Uma foto: o Movimento Negro Unificado-BA e a Reunião da SBPC em 1981 em Salvador

Ana Célia da Silva

Professora Doutora Aposentada da UNEB

Militante do Movimento Negro 

Fui levada por Albérico Paiva, professor e militante da Pastoral Afro, a uma reunião do MNU, quando ainda era o Grupo Nêgo, em maio de 1978. As reuniões aconteciam na Praça Municipal de Salvador, no “Cemitério de Sucupira”, como apelidamos o jardim suspenso construído pela prefeitura no local onde se erguiam os prédios da Biblioteca Central do Estado e o Diário Oficial, destruídos por um incêndio.

Nessa primeira reunião do Grupo Nêgo, os militantes discutiram a participação em uma série de palestras que a prefeitura de Salvador iria promover durante a semana que antecedia o 13 de maio. Uma das palestrantes era uma militante do Rio de Janeiro, Lélia Gonzales. Participamos do seminário proposto pelo prefeito em exercício, Edivaldo Brito, que é negro, e aprofundamos relações com Lélia, que se tornaria uma espécie de madrinha do Movimento Negro Unificado na Bahia, fundado em 7 de junho de 1978. A fundação do MNU nacional aconteceria pouco tempo depois, em 18 de junho, em São Paulo. Para o ato enviamos como nossos representantes o dançarino Kal Santos e sua esposa, que hoje vivem na Itália. Levavam na bagagem uma carta na qual o Grupo Nêgo reconhecia e se integrava ao Movimento Negro Unificado Contra a Discriminação Racial – MNUCDR –, nome original do MNU.
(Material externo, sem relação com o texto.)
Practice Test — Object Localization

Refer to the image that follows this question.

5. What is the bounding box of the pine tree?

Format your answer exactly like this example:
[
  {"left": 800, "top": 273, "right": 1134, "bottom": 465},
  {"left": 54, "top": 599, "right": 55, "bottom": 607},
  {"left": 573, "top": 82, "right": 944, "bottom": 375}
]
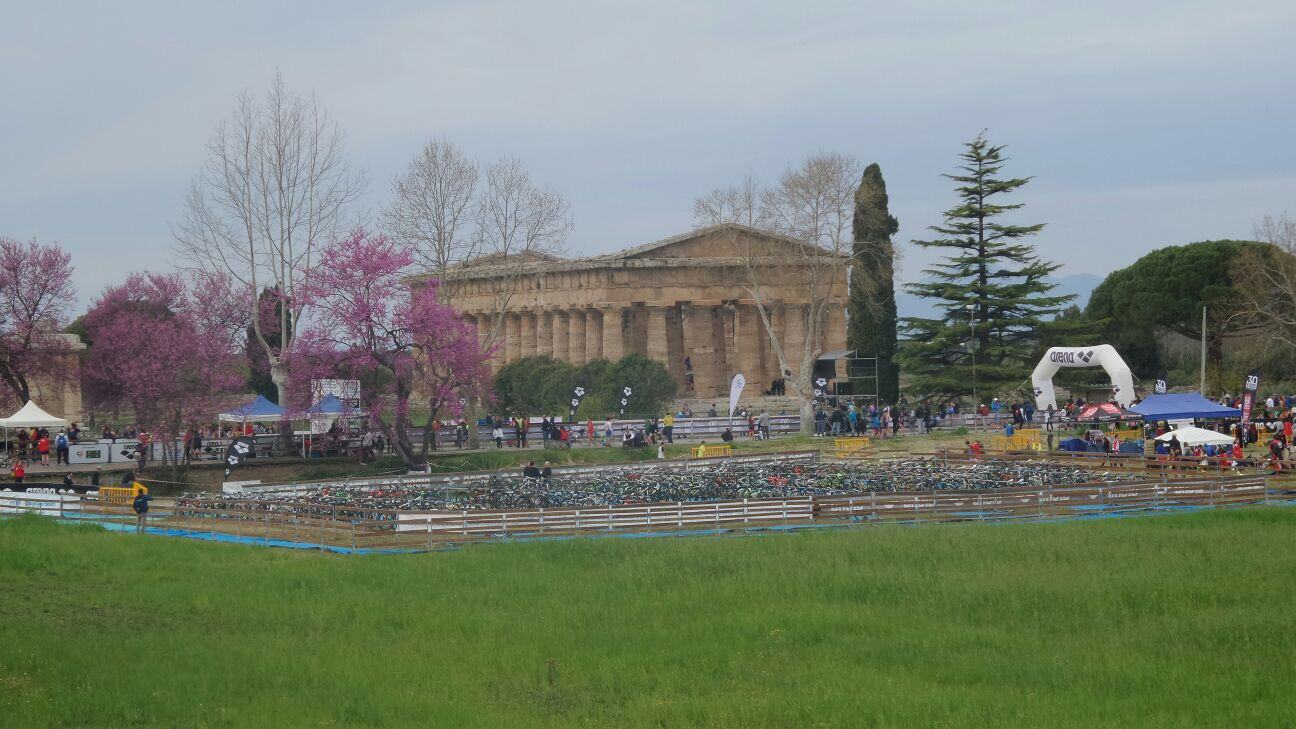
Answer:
[
  {"left": 846, "top": 162, "right": 899, "bottom": 403},
  {"left": 899, "top": 132, "right": 1074, "bottom": 401}
]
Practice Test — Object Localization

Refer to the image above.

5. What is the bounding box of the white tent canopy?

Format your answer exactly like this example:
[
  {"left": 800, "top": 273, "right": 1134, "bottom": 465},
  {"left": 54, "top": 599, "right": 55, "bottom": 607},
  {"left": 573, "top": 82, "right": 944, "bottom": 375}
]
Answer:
[
  {"left": 0, "top": 400, "right": 67, "bottom": 428},
  {"left": 1156, "top": 425, "right": 1234, "bottom": 445}
]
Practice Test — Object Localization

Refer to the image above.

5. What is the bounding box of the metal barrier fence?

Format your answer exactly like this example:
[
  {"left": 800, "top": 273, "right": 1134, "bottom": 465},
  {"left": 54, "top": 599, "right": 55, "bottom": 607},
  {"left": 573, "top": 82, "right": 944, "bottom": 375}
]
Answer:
[{"left": 0, "top": 476, "right": 1290, "bottom": 553}]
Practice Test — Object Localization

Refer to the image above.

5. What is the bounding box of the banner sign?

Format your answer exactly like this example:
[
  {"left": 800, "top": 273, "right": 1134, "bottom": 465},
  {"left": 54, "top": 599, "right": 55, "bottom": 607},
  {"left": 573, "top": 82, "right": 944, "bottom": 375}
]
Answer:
[
  {"left": 730, "top": 372, "right": 746, "bottom": 418},
  {"left": 814, "top": 377, "right": 828, "bottom": 402},
  {"left": 226, "top": 436, "right": 254, "bottom": 479},
  {"left": 568, "top": 385, "right": 584, "bottom": 418},
  {"left": 1242, "top": 367, "right": 1260, "bottom": 428}
]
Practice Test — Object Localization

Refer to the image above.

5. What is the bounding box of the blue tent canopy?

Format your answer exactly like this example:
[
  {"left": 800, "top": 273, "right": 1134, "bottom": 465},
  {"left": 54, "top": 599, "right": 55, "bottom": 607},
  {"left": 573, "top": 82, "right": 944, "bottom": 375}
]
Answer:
[
  {"left": 220, "top": 394, "right": 284, "bottom": 423},
  {"left": 1130, "top": 392, "right": 1242, "bottom": 420}
]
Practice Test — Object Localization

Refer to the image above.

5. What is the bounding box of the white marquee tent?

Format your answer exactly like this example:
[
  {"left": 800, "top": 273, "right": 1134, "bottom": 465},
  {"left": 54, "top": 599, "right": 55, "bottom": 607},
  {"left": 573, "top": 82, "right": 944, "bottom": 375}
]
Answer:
[
  {"left": 1156, "top": 427, "right": 1234, "bottom": 446},
  {"left": 0, "top": 400, "right": 67, "bottom": 428}
]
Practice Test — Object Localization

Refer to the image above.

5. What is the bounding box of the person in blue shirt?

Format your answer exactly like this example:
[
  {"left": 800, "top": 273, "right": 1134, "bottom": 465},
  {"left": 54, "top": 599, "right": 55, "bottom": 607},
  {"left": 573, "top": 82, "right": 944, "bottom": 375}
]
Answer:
[{"left": 131, "top": 490, "right": 153, "bottom": 534}]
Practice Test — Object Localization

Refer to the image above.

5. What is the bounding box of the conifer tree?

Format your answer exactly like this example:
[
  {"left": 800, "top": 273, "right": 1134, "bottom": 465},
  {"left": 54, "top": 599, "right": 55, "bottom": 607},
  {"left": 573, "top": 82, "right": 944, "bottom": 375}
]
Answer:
[
  {"left": 899, "top": 132, "right": 1074, "bottom": 402},
  {"left": 846, "top": 162, "right": 899, "bottom": 403}
]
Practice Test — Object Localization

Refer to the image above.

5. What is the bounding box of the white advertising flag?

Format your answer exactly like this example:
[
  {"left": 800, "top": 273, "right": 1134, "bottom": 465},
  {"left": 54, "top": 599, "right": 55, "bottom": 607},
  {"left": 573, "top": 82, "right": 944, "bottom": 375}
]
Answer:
[{"left": 730, "top": 372, "right": 746, "bottom": 418}]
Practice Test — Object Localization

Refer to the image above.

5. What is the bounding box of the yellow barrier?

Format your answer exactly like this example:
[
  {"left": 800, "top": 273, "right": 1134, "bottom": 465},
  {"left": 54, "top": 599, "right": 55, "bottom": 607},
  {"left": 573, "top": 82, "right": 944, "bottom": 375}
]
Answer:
[
  {"left": 990, "top": 431, "right": 1039, "bottom": 450},
  {"left": 98, "top": 481, "right": 149, "bottom": 505},
  {"left": 832, "top": 436, "right": 871, "bottom": 458},
  {"left": 692, "top": 444, "right": 734, "bottom": 458}
]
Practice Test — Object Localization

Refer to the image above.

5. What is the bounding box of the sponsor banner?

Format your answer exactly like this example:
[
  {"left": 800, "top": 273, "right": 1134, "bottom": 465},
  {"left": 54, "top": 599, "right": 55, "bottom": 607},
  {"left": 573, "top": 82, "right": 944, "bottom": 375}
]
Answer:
[
  {"left": 1242, "top": 367, "right": 1260, "bottom": 428},
  {"left": 226, "top": 436, "right": 255, "bottom": 479}
]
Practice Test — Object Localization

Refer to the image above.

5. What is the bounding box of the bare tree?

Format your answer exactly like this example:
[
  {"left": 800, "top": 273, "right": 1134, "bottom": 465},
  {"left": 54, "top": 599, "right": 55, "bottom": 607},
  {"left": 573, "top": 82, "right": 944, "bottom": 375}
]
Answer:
[
  {"left": 695, "top": 152, "right": 863, "bottom": 432},
  {"left": 446, "top": 157, "right": 572, "bottom": 448},
  {"left": 463, "top": 157, "right": 572, "bottom": 346},
  {"left": 693, "top": 173, "right": 761, "bottom": 227},
  {"left": 1232, "top": 214, "right": 1296, "bottom": 346},
  {"left": 382, "top": 139, "right": 480, "bottom": 281},
  {"left": 174, "top": 75, "right": 364, "bottom": 401}
]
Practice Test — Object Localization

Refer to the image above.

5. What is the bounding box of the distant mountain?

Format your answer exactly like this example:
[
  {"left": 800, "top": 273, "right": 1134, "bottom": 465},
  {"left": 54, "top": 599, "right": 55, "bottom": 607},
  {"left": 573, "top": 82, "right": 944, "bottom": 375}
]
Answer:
[{"left": 896, "top": 274, "right": 1103, "bottom": 319}]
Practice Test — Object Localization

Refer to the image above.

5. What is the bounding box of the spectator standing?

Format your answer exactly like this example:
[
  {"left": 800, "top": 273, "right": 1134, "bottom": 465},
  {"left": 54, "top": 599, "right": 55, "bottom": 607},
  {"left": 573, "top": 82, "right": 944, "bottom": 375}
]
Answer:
[
  {"left": 54, "top": 431, "right": 67, "bottom": 466},
  {"left": 131, "top": 490, "right": 153, "bottom": 534}
]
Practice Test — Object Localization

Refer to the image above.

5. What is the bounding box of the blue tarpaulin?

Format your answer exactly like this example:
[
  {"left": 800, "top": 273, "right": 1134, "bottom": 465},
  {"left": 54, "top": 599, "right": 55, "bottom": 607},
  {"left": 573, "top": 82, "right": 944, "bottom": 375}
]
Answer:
[
  {"left": 1130, "top": 392, "right": 1242, "bottom": 420},
  {"left": 220, "top": 394, "right": 284, "bottom": 423}
]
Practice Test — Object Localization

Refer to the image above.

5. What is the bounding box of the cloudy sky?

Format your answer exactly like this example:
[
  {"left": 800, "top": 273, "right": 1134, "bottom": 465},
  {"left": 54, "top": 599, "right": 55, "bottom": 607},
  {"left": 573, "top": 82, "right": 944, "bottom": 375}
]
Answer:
[{"left": 0, "top": 0, "right": 1296, "bottom": 304}]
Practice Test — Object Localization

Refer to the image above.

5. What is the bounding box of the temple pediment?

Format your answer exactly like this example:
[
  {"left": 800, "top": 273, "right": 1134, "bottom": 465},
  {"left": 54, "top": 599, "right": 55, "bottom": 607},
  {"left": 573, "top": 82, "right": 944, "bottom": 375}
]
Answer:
[{"left": 596, "top": 223, "right": 807, "bottom": 261}]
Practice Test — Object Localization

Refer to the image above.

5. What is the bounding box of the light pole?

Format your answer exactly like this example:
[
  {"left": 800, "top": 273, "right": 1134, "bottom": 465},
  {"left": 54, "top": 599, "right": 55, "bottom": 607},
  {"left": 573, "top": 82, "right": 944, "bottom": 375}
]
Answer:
[{"left": 963, "top": 304, "right": 981, "bottom": 427}]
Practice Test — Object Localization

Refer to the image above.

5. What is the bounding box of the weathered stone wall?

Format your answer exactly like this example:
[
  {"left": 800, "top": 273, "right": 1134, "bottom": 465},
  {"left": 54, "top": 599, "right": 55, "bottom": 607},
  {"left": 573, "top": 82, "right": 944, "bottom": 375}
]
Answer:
[{"left": 425, "top": 226, "right": 846, "bottom": 397}]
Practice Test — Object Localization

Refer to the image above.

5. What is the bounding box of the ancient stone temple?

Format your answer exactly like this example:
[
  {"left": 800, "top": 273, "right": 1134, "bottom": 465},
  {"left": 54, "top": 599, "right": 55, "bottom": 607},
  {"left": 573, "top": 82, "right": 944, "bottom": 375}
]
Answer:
[{"left": 422, "top": 224, "right": 846, "bottom": 397}]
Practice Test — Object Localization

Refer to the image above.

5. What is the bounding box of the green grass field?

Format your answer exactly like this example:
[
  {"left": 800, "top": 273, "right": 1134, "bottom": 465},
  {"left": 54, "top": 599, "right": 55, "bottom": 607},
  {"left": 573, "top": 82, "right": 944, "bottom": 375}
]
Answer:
[{"left": 0, "top": 507, "right": 1296, "bottom": 728}]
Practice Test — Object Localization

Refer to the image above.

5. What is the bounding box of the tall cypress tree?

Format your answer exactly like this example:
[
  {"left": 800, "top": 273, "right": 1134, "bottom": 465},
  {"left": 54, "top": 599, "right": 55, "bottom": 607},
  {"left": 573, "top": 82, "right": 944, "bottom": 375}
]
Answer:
[
  {"left": 899, "top": 132, "right": 1074, "bottom": 402},
  {"left": 846, "top": 162, "right": 899, "bottom": 403}
]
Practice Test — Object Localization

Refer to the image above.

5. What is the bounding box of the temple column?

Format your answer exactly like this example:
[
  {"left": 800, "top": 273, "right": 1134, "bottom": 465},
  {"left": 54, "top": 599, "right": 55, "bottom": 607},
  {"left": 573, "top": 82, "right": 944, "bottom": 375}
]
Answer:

Tudo isso aconteceu ainda durante a ditadura. Lembro-me que após o primeiro congresso do MNU em Salvador, realizado em 1980, os agentes do DOPS nos perseguiram pelos vários locais onde havíamos obtido licença para realizar o evento, a exemplo da Associação dos Funcionários Públicos, na rua Carlos Gomes. Finalmente, nos dirigimos ao  Goethe Institut (Instituto Brasil-Alemanha), território estrangeiro, localizado no corredor da Vitória, que nos acolheu.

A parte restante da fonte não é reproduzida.